Pour que le projet voit concrètement le jour, il ne reste plus pour NewB « qu’à » récolter 30 millions d’euros afin d’espérer obtenir l’agrément bancaire de la Banque centrale européenne (BCE). « Nous venons de recevoir le feu vert de la FSMA (l’Autorité des services et marchés financiers, ndlr). À partir de 14h, nous démarrons une campagne de capitalisation qui durera 33 jours et aura pour objet de lever 30 millions d’euros, condition sine qua non et probablement la dernière pour obtenir une décision favorable de la BCE quant à la demande d’agrément bancaire« , annonçait le président de NewB, Bernard Bayot, lors d’une conférence de presse en octobre.

Aujourd’hui, il ne reste plus que 8 jours pour tenter de récolter encore 22 millions d’euros. Un contre la montre périlleux loin de déstabiliser l’équipe, plus motivée que jamais. Si la levée de fonds est une réussite et que la BCE accorde l’agrément, la coopérative pourra commencer ses activités bancaires en mai ou en juin 2020. Si l’objectif n’est pas atteint, tous les contributeurs qui auront participé seront remboursés en intégralité. Alors que Finance&invest.brussels, le bras financier de la Région de Bruxelles-Capitale, vient d’annoncer investir 400.000 euros dans la coopérative et en ajouter 600.000 de plus si nécessaire, Tom Olinger – CEO de NewB – répond aux quelques questions subsistantes.
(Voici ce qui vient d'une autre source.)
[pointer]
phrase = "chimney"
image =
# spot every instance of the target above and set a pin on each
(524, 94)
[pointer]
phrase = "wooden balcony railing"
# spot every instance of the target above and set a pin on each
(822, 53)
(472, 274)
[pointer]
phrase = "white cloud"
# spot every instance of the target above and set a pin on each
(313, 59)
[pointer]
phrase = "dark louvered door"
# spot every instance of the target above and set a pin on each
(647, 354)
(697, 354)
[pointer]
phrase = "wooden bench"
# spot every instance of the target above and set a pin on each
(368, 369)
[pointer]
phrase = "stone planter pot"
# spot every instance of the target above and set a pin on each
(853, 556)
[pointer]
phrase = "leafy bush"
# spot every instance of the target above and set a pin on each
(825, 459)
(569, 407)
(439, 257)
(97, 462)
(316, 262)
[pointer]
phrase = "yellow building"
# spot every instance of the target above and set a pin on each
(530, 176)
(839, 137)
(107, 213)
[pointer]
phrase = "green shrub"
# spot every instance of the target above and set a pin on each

Dans quel état d’esprit êtes-vous à une semaine de la fin de la campagne ?

Tom Olinger : « Notre équipe est super motivée. Nous ne lâcherons rien. On a l’impression très nette que nous allons y arriver. On voit une croissance des contacts, de l’intérêt et des visites sur notre site. La campagne a eu le démarrage qu’elle a eu, mais elle prend plus d’ampleur maintenant. Hier soir nous donnions une conférence à Arlon et on a dû rapatrier des chaises en plus tellement il y avait du monde. Ce soir nous serons à Liège et à Saint-Gilles et nous sommes persuadés qu’il y aura du monde aussi. La campagne s’intensifie, il est important de maintenir la mobilisation. »
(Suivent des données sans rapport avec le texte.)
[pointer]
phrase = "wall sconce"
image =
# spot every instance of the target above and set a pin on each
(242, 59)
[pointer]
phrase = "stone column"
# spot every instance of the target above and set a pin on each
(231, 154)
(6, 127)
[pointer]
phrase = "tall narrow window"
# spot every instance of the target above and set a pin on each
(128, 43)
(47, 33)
Si vous ne parvenez pas à atteindre les 30 millions d’euros nécessaires, que se passera-t-il ?

« Il y a deux aspects. D’abord, d’un point de vue juridique, si on n’atteint pas les 30 millions le 27 novembre à minuit, la campagne s’arrête et nous remboursons entièrement les coopérateurs qui auront contribué. Après la date butoir, il y a un délais de 36 heures pour laisser le temps aux derniers virements d’arriver sur notre compte. Deuxièmement, NewB est une coopérative démocratique. Nous organiserons donc une assemblée et les coopérateurs décideront de l’avenir du projet. »

Lors de la crise de 2008, l’État a investi massivement pour redresser les banques. Pourquoi il n’investit pas également dans NewB ?

« La Région bruxelloise vient d’investir et nous gardons l’espoir que l’une ou l’autre institution similaire fasse de même. Pourquoi l’État n’investit pas davantage ? Il faudrait lui poser la question. Je le regrette et ne le comprend pas. Par ses caractéristiques et les défis qu’il veut relever, NewB est pourtant une solution. »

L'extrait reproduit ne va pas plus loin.